JAKARTA, KOMPAS.com - Wakil Menteri Hukum dan Hak Asasi Manusia Denny Indrayana mengatakan, kebijakan pengetatan remisi, asimilasi, dan pembebasan bersyarat bagi narapidana kasus korupsi, narkoba, dan terorisme yang diambil Kementerian Hukum dan HAM dapat dipertanggungjawabkan. Kebijakan ini juga memiliki dasar hukum, yaitu, PP Nomor 28 Tahun 2006 tentang Syarat dan Tata Cara Pelaksanaan Hak Warga Binaan Pemasyarakatan.
"Ini kebijakan yang secara aturan bisa dipertanggungjawabkan," kata Denny kepada para wartawan di Istana Negara, Jakarta, Rabu (14/12/2011).
Terkait rencana Komisi III DPR RI yang akan menggunakan hak interpelasi atau meminta keterangan pemerintah mengenai kebijakan tersebut, Denny tak khawatir. Ia justru mempertanyakan mengapa para anggota Komisi III DPR hanya mengkritisi pengetatan remisi terhadap koruptor. Padahal, kebijakan tersebut juga berlaku bagi pelaku kejahatan yang berkaitan dengan narkoba dan terorisme.
Mantan Staf Khusus Presiden Bidang Hukum, HAM, dan Pemberantasan KKN ini mengatakan, kebijakan pengetatan ini sesuai dengan aspirasi publik.
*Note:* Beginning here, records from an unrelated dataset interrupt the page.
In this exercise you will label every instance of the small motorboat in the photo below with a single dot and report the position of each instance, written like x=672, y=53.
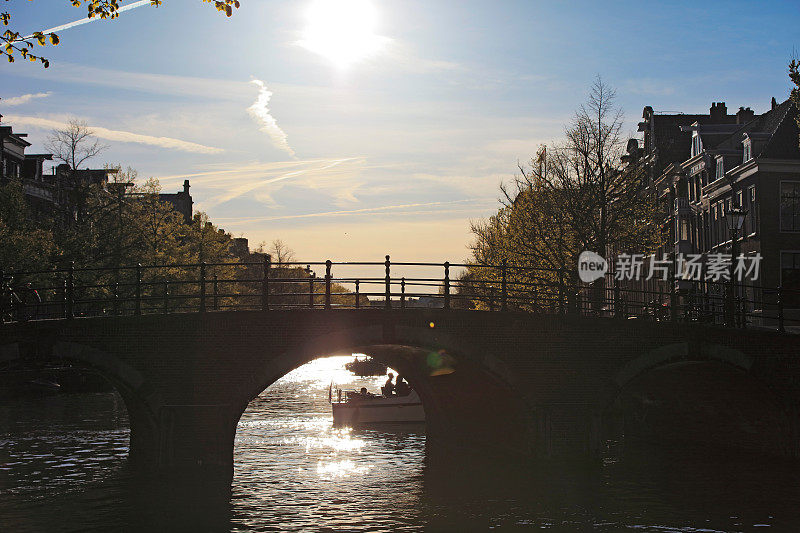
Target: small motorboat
x=366, y=367
x=353, y=408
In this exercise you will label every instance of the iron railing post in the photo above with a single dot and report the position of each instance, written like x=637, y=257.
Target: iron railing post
x=71, y=290
x=166, y=297
x=388, y=281
x=202, y=286
x=64, y=298
x=215, y=301
x=743, y=310
x=328, y=284
x=446, y=285
x=138, y=289
x=503, y=285
x=265, y=283
x=115, y=297
x=673, y=299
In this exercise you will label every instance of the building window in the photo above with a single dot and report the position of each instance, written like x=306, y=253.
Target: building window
x=790, y=206
x=790, y=278
x=752, y=212
x=697, y=145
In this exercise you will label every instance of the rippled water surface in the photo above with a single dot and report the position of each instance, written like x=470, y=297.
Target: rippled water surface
x=63, y=468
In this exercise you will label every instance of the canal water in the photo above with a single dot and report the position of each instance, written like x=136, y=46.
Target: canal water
x=63, y=468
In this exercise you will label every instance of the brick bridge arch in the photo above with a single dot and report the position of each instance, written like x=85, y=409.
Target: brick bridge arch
x=555, y=374
x=479, y=387
x=142, y=402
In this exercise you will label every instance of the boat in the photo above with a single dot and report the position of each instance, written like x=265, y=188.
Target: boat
x=353, y=408
x=366, y=367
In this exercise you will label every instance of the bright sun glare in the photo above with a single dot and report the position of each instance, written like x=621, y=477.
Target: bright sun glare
x=343, y=31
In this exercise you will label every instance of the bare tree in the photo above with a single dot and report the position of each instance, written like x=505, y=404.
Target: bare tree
x=575, y=195
x=75, y=144
x=281, y=253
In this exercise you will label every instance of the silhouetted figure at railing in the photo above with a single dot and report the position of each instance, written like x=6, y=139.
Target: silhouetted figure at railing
x=402, y=388
x=388, y=387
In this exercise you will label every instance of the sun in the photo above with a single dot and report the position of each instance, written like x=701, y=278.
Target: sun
x=342, y=31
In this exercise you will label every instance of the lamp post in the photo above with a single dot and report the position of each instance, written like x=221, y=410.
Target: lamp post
x=735, y=219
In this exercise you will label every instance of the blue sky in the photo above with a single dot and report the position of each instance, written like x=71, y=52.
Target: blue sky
x=395, y=152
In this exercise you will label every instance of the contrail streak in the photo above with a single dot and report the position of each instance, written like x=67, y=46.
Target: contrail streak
x=69, y=25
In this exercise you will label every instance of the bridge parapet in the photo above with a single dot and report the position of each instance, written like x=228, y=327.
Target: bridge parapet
x=204, y=287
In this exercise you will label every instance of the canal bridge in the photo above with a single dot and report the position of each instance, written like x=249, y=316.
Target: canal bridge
x=535, y=374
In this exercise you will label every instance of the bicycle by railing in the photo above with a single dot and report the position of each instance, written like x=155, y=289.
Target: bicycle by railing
x=222, y=286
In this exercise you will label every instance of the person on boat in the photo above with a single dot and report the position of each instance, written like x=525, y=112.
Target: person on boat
x=388, y=387
x=402, y=388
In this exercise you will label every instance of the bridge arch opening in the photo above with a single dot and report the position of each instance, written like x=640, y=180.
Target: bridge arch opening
x=705, y=404
x=64, y=422
x=86, y=386
x=468, y=409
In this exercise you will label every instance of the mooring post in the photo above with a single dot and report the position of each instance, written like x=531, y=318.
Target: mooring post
x=446, y=284
x=388, y=296
x=328, y=284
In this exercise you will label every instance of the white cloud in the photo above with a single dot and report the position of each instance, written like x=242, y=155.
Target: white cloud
x=79, y=22
x=260, y=113
x=23, y=99
x=117, y=135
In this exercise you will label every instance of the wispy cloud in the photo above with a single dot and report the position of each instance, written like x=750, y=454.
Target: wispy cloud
x=23, y=98
x=117, y=135
x=260, y=113
x=80, y=22
x=338, y=179
x=364, y=211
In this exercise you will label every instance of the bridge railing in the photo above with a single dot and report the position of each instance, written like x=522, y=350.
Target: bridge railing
x=222, y=286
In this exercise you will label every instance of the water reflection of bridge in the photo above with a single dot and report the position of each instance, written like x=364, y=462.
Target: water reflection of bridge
x=535, y=378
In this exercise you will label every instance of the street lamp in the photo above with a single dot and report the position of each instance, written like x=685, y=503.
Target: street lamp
x=735, y=219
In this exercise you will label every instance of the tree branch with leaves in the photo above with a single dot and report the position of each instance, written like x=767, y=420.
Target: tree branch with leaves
x=15, y=44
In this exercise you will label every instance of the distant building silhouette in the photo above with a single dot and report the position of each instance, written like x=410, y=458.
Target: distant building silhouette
x=702, y=166
x=54, y=194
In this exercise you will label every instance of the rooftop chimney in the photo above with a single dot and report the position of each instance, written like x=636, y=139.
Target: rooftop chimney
x=718, y=112
x=744, y=115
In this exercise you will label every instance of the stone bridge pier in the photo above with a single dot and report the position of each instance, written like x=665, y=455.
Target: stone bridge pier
x=492, y=384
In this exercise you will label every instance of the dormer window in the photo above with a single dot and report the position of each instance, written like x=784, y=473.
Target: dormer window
x=697, y=145
x=748, y=150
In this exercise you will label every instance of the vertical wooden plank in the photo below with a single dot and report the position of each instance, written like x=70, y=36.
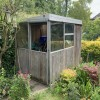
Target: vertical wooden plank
x=49, y=68
x=77, y=45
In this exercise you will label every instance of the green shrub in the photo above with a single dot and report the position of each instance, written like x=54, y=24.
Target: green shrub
x=96, y=94
x=82, y=76
x=20, y=89
x=90, y=50
x=72, y=91
x=5, y=84
x=86, y=90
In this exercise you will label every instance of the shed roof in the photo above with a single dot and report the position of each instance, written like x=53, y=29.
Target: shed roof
x=52, y=17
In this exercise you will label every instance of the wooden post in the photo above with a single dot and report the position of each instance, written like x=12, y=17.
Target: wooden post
x=99, y=72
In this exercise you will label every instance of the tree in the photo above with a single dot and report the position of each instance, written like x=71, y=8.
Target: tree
x=8, y=25
x=80, y=10
x=92, y=31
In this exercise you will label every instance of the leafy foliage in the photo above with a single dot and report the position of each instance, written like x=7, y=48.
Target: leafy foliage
x=68, y=75
x=90, y=50
x=96, y=94
x=92, y=30
x=19, y=89
x=5, y=84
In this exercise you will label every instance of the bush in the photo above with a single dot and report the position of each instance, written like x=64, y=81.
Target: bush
x=93, y=74
x=90, y=51
x=72, y=91
x=68, y=75
x=86, y=90
x=5, y=84
x=20, y=89
x=96, y=94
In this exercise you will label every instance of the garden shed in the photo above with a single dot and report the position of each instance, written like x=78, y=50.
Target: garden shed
x=47, y=44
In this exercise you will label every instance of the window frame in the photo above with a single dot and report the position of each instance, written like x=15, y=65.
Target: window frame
x=69, y=34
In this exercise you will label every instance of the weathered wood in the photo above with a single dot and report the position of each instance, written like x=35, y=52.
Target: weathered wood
x=60, y=60
x=77, y=44
x=36, y=65
x=23, y=56
x=69, y=55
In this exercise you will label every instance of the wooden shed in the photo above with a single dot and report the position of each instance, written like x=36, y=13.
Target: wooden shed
x=47, y=44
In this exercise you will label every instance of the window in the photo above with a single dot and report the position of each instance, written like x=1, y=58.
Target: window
x=57, y=42
x=22, y=36
x=69, y=35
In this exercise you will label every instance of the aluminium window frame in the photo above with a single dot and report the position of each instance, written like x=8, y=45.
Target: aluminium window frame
x=69, y=34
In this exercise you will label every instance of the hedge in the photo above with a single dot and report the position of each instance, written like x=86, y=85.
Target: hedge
x=90, y=50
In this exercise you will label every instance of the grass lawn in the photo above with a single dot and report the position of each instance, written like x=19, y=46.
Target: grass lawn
x=46, y=95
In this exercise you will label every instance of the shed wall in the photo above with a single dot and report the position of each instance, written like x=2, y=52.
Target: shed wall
x=34, y=63
x=60, y=60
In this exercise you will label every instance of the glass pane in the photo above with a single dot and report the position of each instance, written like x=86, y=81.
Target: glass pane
x=39, y=36
x=69, y=28
x=69, y=40
x=57, y=42
x=22, y=36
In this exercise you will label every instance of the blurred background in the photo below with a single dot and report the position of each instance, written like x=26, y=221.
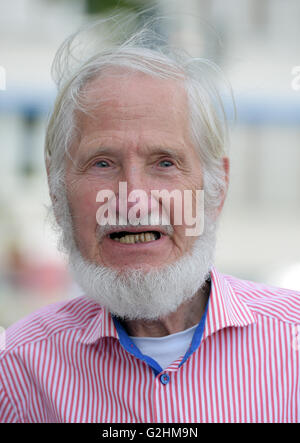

Ia mengungkapkan, khusus pembebasan bersyarat, hal tersebut kerap bertentangan dengan rasa keadilan masyarakat.
Denny menggarisbawahi, adanya aspirasi publik agar remisi, asimilasi, dan pembebasan bersyarat bagi koruptor dapat diketatkan. Indonesia Corruption Watch, misalnya, meminta Menteri Hukum dan Hak Asasi Manusia Amir Syamsuddin harus mempertahankan kebijakannya terkait pengetatan remisi asimilasi, dan bebas bersyarat. Pasalnya, kebijakan itu dinilai untuk kepentingan yang lebih besar.
"Itu harus tetap dijalankan karena ini tuntutan publik. Hukum bisa diabaikan demi kepentingan publik yang luas," kata Wakil Koordinator Indonesia Corruption Watch Adnan Topan Husodo.
Adnan menilai, para anggota Komisi III DPR hanya mencari-cari alasan hingga mengaitkan ke masalah teknis untuk memperjuangkan kepentingan partai. Padahal, ucapnya, Komisi III kerap diam terhadap kebijakan pemerintah yang melanggar peraturan.
"Ada hukum, ada keadilan. Sekarang apakah kita hanya berhenti pada hukum dalam teks saja atau kita beranjak pada hukum yang memberikan keadilan. Kalau kita bicara undang-undang, semua memang produk rezim penguasa yang tidak bisa diharapkan untuk upaya pemberantasan korupsi yang efektif. Persoalannya, kita terjebak pada persoalan teknis," kata dia.
"Kalau bicara hukum, pertanyaannya apakah Komisi III mau mengubah undang-undang yang berhubungan dengan itu (pemberian remisi)? Kan enggak mau. Mereka tetap pada posisi harus ada remisi," tambah Adnan.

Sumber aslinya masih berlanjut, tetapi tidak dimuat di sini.